Cosa sono le cose che mi piacciono da impazzire di questo libro?
Prima di tutto c’è da dire che è scritto da Dio. Cioè Michela, davvero complimenti perché non è così facile trovare un libro scritto così bene.
E’ fine, delicato e talmente tanto prezioso, che l’ho sorseggiato come un vino d’annata di quelli che apri per le grandi occasioni. La tentazione era di leggerlo tutto d’un fiato ma così non avrei potuto godermi lo stile, le sfumature e la lingua italiana che miseriaccia è stata mixata divinamente.
Poi viene la storia che è bella bella. Molto vicina a quella de l’Arminuta anche se profondamente diversa. Sarà che ho un debole per le storie in cui non c’è un Happy ending ammericano (refuso voluto e azzeccato) che me ne innamoro subito, prepotentemente.
Ho adorato da subito la figura della vecchia Accabadora, soggetto silenzioso, benevolo che mi ricorda tanto mia nonna. Una donna del sud degli anni ’50, con poca cultura ma totalmente decisa a dare un futuro migliore alla sua figlia d’anima.
Nel libro si parla di morte, malattia ma anche libertà e amore. Quell’amore bello che ti fa crescere, lasciare i tuoi confini per esplorare l’ignoto, per poi tornare a casa e concepire di nuovo ciò che è stato in un modo totalmente diverso.
E poi mi piace leggere di come due generazioni diverse guardano il mondo: i giovani con la loro prepotenza di sapere come vanno le cose e pretendere che la vita assecondi i loro standard. Gli anziani che fanno di tutto per metterci del buon senso e andare avanti.

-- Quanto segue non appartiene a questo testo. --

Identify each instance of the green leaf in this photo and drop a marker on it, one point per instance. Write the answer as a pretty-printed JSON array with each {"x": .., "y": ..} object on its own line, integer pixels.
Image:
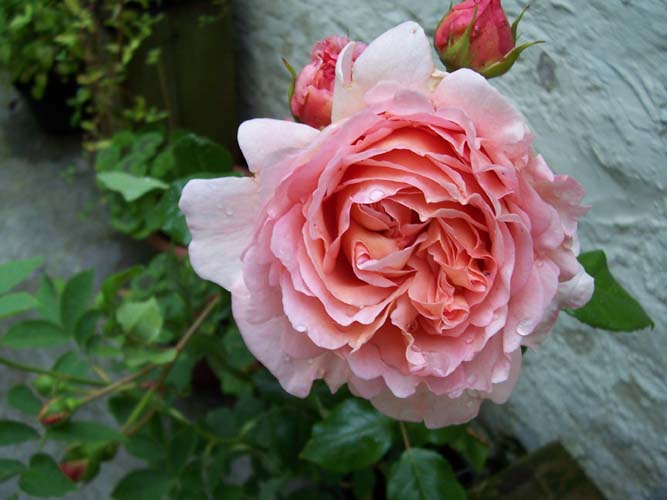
[
  {"x": 24, "y": 400},
  {"x": 143, "y": 485},
  {"x": 193, "y": 154},
  {"x": 12, "y": 432},
  {"x": 181, "y": 447},
  {"x": 34, "y": 334},
  {"x": 86, "y": 326},
  {"x": 135, "y": 357},
  {"x": 141, "y": 320},
  {"x": 43, "y": 478},
  {"x": 420, "y": 435},
  {"x": 130, "y": 187},
  {"x": 15, "y": 271},
  {"x": 166, "y": 215},
  {"x": 9, "y": 468},
  {"x": 611, "y": 308},
  {"x": 48, "y": 297},
  {"x": 472, "y": 448},
  {"x": 422, "y": 474},
  {"x": 363, "y": 483},
  {"x": 146, "y": 448},
  {"x": 75, "y": 299},
  {"x": 352, "y": 437},
  {"x": 70, "y": 364},
  {"x": 83, "y": 432},
  {"x": 16, "y": 303},
  {"x": 222, "y": 423},
  {"x": 238, "y": 355},
  {"x": 112, "y": 286}
]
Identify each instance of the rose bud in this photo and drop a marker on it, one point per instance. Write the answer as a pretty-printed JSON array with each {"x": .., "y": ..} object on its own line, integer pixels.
[
  {"x": 409, "y": 250},
  {"x": 57, "y": 411},
  {"x": 312, "y": 93},
  {"x": 74, "y": 469},
  {"x": 476, "y": 34}
]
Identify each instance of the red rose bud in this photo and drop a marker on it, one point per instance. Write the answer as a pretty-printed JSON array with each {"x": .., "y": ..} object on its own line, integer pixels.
[
  {"x": 74, "y": 469},
  {"x": 57, "y": 411},
  {"x": 312, "y": 95},
  {"x": 476, "y": 34}
]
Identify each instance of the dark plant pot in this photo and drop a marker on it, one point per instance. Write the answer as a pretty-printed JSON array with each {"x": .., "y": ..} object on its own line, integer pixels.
[
  {"x": 195, "y": 79},
  {"x": 52, "y": 112}
]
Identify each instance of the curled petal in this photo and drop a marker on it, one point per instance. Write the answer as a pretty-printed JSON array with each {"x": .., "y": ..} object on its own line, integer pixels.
[{"x": 220, "y": 214}]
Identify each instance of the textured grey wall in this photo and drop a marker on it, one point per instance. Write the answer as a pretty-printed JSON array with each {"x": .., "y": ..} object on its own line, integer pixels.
[{"x": 596, "y": 96}]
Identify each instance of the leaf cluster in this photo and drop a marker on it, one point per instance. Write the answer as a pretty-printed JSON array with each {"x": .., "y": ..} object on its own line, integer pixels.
[
  {"x": 37, "y": 42},
  {"x": 250, "y": 440},
  {"x": 142, "y": 175}
]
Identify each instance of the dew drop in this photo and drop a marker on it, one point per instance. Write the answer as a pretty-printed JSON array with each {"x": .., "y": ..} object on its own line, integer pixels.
[
  {"x": 524, "y": 327},
  {"x": 376, "y": 194}
]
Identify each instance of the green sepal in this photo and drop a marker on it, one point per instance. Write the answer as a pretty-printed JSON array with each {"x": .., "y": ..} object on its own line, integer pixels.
[
  {"x": 501, "y": 67},
  {"x": 294, "y": 76},
  {"x": 515, "y": 24},
  {"x": 457, "y": 54}
]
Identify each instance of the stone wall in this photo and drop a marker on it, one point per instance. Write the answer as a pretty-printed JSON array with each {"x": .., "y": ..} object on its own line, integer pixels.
[{"x": 596, "y": 96}]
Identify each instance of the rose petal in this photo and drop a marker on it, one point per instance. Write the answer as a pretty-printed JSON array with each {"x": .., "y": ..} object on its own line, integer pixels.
[
  {"x": 402, "y": 54},
  {"x": 221, "y": 215},
  {"x": 263, "y": 326},
  {"x": 265, "y": 142},
  {"x": 494, "y": 117}
]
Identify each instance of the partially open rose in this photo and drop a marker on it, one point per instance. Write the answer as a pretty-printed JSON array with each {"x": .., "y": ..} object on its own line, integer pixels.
[{"x": 409, "y": 249}]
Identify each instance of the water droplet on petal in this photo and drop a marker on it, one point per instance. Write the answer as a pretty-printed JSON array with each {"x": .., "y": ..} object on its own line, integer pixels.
[
  {"x": 376, "y": 194},
  {"x": 525, "y": 327}
]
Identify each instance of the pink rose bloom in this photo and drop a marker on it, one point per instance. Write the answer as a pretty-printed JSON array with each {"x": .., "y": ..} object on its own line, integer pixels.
[
  {"x": 490, "y": 40},
  {"x": 409, "y": 249},
  {"x": 313, "y": 90}
]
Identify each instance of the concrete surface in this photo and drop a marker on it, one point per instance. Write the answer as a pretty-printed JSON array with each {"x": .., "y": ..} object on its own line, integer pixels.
[
  {"x": 49, "y": 207},
  {"x": 596, "y": 96}
]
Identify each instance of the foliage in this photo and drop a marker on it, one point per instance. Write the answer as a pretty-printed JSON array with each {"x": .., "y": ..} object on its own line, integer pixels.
[
  {"x": 142, "y": 175},
  {"x": 611, "y": 308},
  {"x": 142, "y": 342},
  {"x": 36, "y": 42},
  {"x": 88, "y": 42}
]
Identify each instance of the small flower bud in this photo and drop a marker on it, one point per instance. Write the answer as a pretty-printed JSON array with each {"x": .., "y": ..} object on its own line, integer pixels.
[
  {"x": 476, "y": 34},
  {"x": 312, "y": 98},
  {"x": 57, "y": 411}
]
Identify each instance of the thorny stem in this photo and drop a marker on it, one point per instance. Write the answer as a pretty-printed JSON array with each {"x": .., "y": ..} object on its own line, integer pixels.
[
  {"x": 116, "y": 385},
  {"x": 129, "y": 427},
  {"x": 40, "y": 371}
]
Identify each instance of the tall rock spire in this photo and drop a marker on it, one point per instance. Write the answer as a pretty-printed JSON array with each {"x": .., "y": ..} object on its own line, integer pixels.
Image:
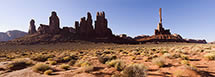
[
  {"x": 32, "y": 28},
  {"x": 160, "y": 27},
  {"x": 160, "y": 14}
]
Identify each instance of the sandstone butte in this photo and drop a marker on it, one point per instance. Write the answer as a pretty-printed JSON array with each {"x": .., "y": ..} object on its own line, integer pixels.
[{"x": 99, "y": 32}]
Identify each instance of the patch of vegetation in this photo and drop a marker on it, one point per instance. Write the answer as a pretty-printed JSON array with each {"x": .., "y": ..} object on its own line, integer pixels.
[
  {"x": 135, "y": 70},
  {"x": 41, "y": 68},
  {"x": 185, "y": 62},
  {"x": 209, "y": 56},
  {"x": 19, "y": 64},
  {"x": 117, "y": 64},
  {"x": 42, "y": 57},
  {"x": 64, "y": 66},
  {"x": 52, "y": 62},
  {"x": 184, "y": 57},
  {"x": 160, "y": 61},
  {"x": 103, "y": 59},
  {"x": 48, "y": 72}
]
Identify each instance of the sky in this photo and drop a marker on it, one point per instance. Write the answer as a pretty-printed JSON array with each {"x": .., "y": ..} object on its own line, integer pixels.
[{"x": 190, "y": 18}]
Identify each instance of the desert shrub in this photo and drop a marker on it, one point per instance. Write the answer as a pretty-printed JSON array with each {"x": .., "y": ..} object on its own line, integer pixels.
[
  {"x": 192, "y": 67},
  {"x": 64, "y": 59},
  {"x": 184, "y": 57},
  {"x": 88, "y": 68},
  {"x": 168, "y": 55},
  {"x": 42, "y": 57},
  {"x": 64, "y": 66},
  {"x": 19, "y": 64},
  {"x": 160, "y": 61},
  {"x": 50, "y": 59},
  {"x": 135, "y": 70},
  {"x": 117, "y": 64},
  {"x": 103, "y": 59},
  {"x": 185, "y": 62},
  {"x": 41, "y": 68},
  {"x": 52, "y": 62},
  {"x": 164, "y": 52},
  {"x": 48, "y": 72},
  {"x": 178, "y": 73},
  {"x": 209, "y": 56},
  {"x": 82, "y": 63},
  {"x": 72, "y": 62}
]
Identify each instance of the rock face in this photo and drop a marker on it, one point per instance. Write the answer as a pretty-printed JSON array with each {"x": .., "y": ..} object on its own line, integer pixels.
[
  {"x": 32, "y": 28},
  {"x": 54, "y": 23},
  {"x": 160, "y": 29},
  {"x": 161, "y": 35},
  {"x": 9, "y": 35},
  {"x": 43, "y": 29},
  {"x": 101, "y": 24},
  {"x": 86, "y": 28},
  {"x": 196, "y": 41}
]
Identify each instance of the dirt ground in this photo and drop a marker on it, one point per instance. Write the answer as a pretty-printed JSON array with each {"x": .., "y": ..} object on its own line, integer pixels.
[{"x": 160, "y": 60}]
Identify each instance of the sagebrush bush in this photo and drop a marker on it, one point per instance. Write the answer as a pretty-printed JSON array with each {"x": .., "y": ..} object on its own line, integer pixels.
[
  {"x": 52, "y": 62},
  {"x": 184, "y": 57},
  {"x": 64, "y": 66},
  {"x": 42, "y": 57},
  {"x": 19, "y": 64},
  {"x": 103, "y": 59},
  {"x": 88, "y": 68},
  {"x": 48, "y": 72},
  {"x": 117, "y": 64},
  {"x": 185, "y": 62},
  {"x": 160, "y": 61},
  {"x": 209, "y": 56},
  {"x": 82, "y": 63},
  {"x": 135, "y": 70},
  {"x": 41, "y": 68},
  {"x": 72, "y": 62}
]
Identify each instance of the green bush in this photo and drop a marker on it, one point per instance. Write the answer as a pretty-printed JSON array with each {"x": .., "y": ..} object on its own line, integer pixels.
[
  {"x": 48, "y": 72},
  {"x": 135, "y": 70},
  {"x": 160, "y": 61},
  {"x": 52, "y": 62},
  {"x": 184, "y": 57},
  {"x": 209, "y": 56},
  {"x": 64, "y": 66},
  {"x": 41, "y": 68},
  {"x": 103, "y": 59},
  {"x": 72, "y": 62},
  {"x": 42, "y": 57},
  {"x": 19, "y": 64},
  {"x": 117, "y": 64}
]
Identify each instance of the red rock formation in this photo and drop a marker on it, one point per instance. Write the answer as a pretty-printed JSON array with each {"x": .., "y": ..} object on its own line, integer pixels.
[
  {"x": 54, "y": 23},
  {"x": 101, "y": 29},
  {"x": 86, "y": 28},
  {"x": 77, "y": 27},
  {"x": 160, "y": 29},
  {"x": 43, "y": 29},
  {"x": 32, "y": 28}
]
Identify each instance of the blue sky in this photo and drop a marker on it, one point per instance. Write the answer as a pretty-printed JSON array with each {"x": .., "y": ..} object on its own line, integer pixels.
[{"x": 189, "y": 18}]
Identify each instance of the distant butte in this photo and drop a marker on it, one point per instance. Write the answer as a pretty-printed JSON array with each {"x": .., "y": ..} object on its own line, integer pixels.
[
  {"x": 83, "y": 30},
  {"x": 164, "y": 35},
  {"x": 99, "y": 32}
]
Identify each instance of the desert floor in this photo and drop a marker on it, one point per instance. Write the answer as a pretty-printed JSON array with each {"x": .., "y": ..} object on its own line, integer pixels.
[{"x": 86, "y": 59}]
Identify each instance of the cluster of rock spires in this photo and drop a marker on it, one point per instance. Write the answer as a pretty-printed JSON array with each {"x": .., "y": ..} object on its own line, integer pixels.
[
  {"x": 83, "y": 30},
  {"x": 99, "y": 32}
]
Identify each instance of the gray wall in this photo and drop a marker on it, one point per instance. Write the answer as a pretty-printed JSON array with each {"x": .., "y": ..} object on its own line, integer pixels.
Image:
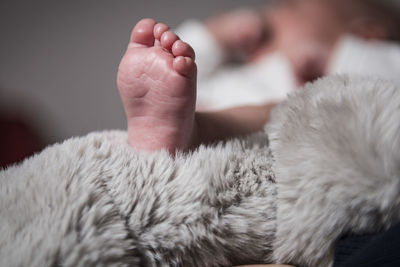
[{"x": 59, "y": 59}]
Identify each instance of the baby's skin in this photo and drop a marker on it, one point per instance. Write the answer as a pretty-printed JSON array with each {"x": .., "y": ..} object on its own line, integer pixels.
[{"x": 157, "y": 84}]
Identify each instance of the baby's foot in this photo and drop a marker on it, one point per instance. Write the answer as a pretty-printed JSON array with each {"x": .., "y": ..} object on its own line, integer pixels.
[{"x": 157, "y": 84}]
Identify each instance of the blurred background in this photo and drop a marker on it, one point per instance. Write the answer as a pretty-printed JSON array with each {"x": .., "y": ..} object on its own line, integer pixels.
[{"x": 58, "y": 65}]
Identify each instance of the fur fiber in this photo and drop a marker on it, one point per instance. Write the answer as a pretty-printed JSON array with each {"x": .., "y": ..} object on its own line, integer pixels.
[{"x": 327, "y": 164}]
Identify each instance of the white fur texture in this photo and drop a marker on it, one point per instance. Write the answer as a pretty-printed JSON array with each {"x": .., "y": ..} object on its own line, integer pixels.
[
  {"x": 94, "y": 201},
  {"x": 336, "y": 148},
  {"x": 332, "y": 167}
]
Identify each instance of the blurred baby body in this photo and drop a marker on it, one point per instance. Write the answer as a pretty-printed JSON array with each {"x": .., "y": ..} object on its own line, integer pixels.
[{"x": 288, "y": 59}]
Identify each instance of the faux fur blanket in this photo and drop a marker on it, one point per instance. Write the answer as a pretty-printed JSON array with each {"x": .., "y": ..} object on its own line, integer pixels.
[{"x": 327, "y": 164}]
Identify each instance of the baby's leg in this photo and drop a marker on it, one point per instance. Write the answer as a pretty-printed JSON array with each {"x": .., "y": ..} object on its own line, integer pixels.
[{"x": 157, "y": 84}]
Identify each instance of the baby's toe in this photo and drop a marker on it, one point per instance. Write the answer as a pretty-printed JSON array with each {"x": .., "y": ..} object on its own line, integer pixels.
[
  {"x": 180, "y": 48},
  {"x": 185, "y": 66},
  {"x": 142, "y": 33}
]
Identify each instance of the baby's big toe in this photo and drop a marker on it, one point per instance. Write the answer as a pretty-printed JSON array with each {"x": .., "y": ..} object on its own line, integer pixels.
[
  {"x": 142, "y": 33},
  {"x": 185, "y": 66},
  {"x": 180, "y": 48}
]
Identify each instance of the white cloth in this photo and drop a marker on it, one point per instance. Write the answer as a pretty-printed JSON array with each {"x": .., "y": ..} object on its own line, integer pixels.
[
  {"x": 272, "y": 78},
  {"x": 321, "y": 168},
  {"x": 221, "y": 86},
  {"x": 368, "y": 58}
]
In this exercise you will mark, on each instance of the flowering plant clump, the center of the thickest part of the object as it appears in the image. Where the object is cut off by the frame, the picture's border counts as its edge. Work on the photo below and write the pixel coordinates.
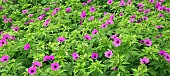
(84, 37)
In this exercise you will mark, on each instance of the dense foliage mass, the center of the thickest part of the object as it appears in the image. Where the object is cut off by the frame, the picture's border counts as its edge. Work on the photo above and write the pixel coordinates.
(85, 37)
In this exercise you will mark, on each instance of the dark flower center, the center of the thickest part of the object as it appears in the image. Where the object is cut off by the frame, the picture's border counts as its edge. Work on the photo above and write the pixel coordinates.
(32, 71)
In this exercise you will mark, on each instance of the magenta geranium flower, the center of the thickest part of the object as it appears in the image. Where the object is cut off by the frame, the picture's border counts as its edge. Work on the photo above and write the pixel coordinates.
(140, 10)
(24, 11)
(168, 10)
(6, 36)
(103, 25)
(83, 14)
(46, 58)
(131, 20)
(87, 37)
(148, 42)
(41, 17)
(145, 18)
(47, 22)
(111, 17)
(140, 5)
(31, 21)
(91, 18)
(92, 9)
(94, 55)
(51, 57)
(109, 1)
(162, 53)
(68, 9)
(109, 21)
(117, 42)
(3, 42)
(129, 2)
(108, 54)
(4, 16)
(115, 68)
(32, 70)
(4, 58)
(161, 15)
(105, 13)
(75, 56)
(27, 47)
(122, 3)
(30, 15)
(114, 36)
(55, 66)
(26, 23)
(158, 4)
(133, 16)
(5, 20)
(88, 1)
(61, 39)
(121, 14)
(16, 28)
(36, 64)
(144, 60)
(146, 11)
(159, 27)
(151, 1)
(84, 3)
(46, 9)
(95, 31)
(167, 57)
(1, 7)
(13, 38)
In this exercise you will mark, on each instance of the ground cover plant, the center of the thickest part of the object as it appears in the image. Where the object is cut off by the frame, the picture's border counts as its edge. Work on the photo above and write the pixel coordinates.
(85, 37)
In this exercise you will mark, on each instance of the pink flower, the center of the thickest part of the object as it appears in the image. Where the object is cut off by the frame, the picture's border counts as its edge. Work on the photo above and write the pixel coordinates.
(24, 11)
(83, 14)
(95, 31)
(27, 46)
(47, 22)
(61, 39)
(92, 9)
(109, 1)
(68, 9)
(30, 15)
(91, 18)
(87, 37)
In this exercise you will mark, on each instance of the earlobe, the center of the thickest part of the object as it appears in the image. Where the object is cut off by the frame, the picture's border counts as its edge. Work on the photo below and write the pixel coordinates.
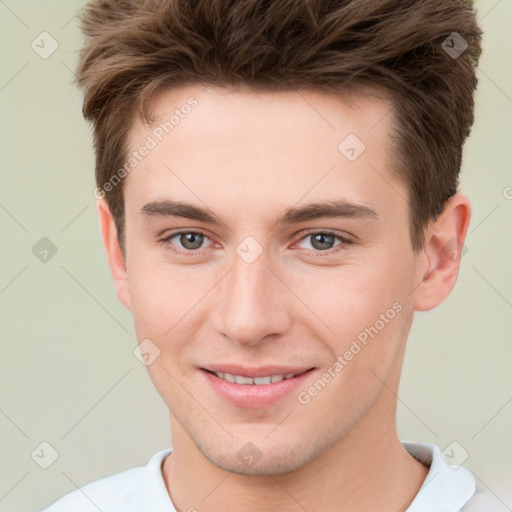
(443, 249)
(116, 261)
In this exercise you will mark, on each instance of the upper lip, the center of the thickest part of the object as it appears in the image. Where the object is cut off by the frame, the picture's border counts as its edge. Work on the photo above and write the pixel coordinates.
(256, 371)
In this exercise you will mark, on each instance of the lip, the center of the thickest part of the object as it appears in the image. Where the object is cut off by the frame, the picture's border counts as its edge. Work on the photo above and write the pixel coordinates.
(255, 396)
(256, 371)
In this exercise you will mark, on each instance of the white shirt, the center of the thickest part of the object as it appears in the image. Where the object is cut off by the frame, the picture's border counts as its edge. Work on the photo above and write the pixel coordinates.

Non pensiate che sia un libro triste perché non è dotato di lieto fine. Non lo è. Io la trovo una storia possibile per tutti noi. Magari non tutti hanno avuto un’Accabadora in famiglia ma sono certa ognuno di noi ad un certo punto ha dovuto prendere le distanze da alcuni aspetti della propria famiglia.
Poi magari qualcuno ci ha pure fatto pace e altri invece proprio no.
Leggetelo con calma, senza affanno che la Murgia secondo me in questo libro ha superato se stessa.